In the past, the code I had implemented for translating the epsg database to a dictionary format assumed that datum shift parameters should only be carried into the dictionary if there was one, and only one shift available in the EPSG database. I took this approach because it seemed very dangerous to arbitrarily select one of several possible datum shifts without any intrinsic knowledge about which was most appropriate. I depending on users seeing that no datum shift was available in the default translation and taking this to mean that they had to do some research to establish what was most appropriate for them.

Predictably, the real result was massive confusion and complaints. At one time if there was no datum shift available, PROJ.4 would just do a transformation based on the change of ellipsoid which was often a very poor choice. So in PROJ 4.6.0 I altered the code not attempt any datum shift transformation if either or both of the source and destination coordinate system lacked datum shift information.

While this got rid of one family of errors, it also triggered lots of additional frustration and confusion. Part of this was just because there was a change of behavior. But it was also pushing people a bit harder to determine the appropriate datum shift and they did not like having to do this.

So, at last, I have taken the plunge and reworked the scripts used to translate the EPSG dictionary so that they attempt to pick one shift if there are several available. I follow a few heuristics in this effort.

1) I discard any datum shifts marked as deprecated.
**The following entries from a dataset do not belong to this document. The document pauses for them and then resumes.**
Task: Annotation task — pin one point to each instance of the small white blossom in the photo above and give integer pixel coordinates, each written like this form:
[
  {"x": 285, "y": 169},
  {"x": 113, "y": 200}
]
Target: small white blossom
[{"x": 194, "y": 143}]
2) I examine the supersession table to identify any datum shifts that have been superceeded by newer forms and ignore the superceeded forms.

3) I try to pick the datum shift with the larges "area of use" region under the assumption that it will likely be the broad use shift rather than a shift only applicable in a small area.

4) I examine the datum_shift_pref.csv file to see if there is a user supplied preferred datum shift to use. If so, I use that.

The result of all this is a datum_shift.csv file which includes all the datum shifts, with one of them marked as preferred. That preferred version goes into the gcs.csv file for use with the associated geographic coordinate system.

This seems to be working reasonable well, and I did a big pass through open tickets in GDAL, libgeotiff and PROJ.4 to find outstanding datum shift issues. I believe that the bulk are now resolved.

Currently GDAL, and the PROJ.4 dictionary are just using the preferred datum shift. But the intention of keeping the datum_shift.csv file with all the possible shifts for any given GCS is that savvy applications could let the user choose. Also, my hope is that an each mechanism will be added in the future so that users can alter the preferred setting in the datum_shift.csv file, and then have the gcs.csv regenerated. That waits to be done.

I'm also fixing a few other issues in the coordinate system realm including support for axis orientation (ie. South Orientated Transverse Mercator) and fixing a few other translations. I'd like to thank INGRES who have supported this work as part of an effort to bring top notch coordinate system support into the INGRES geospatial project. I'd also like to thank Jan Hartmann, and Mikael Rittri who assisted with suggested approaches, and verification of the results.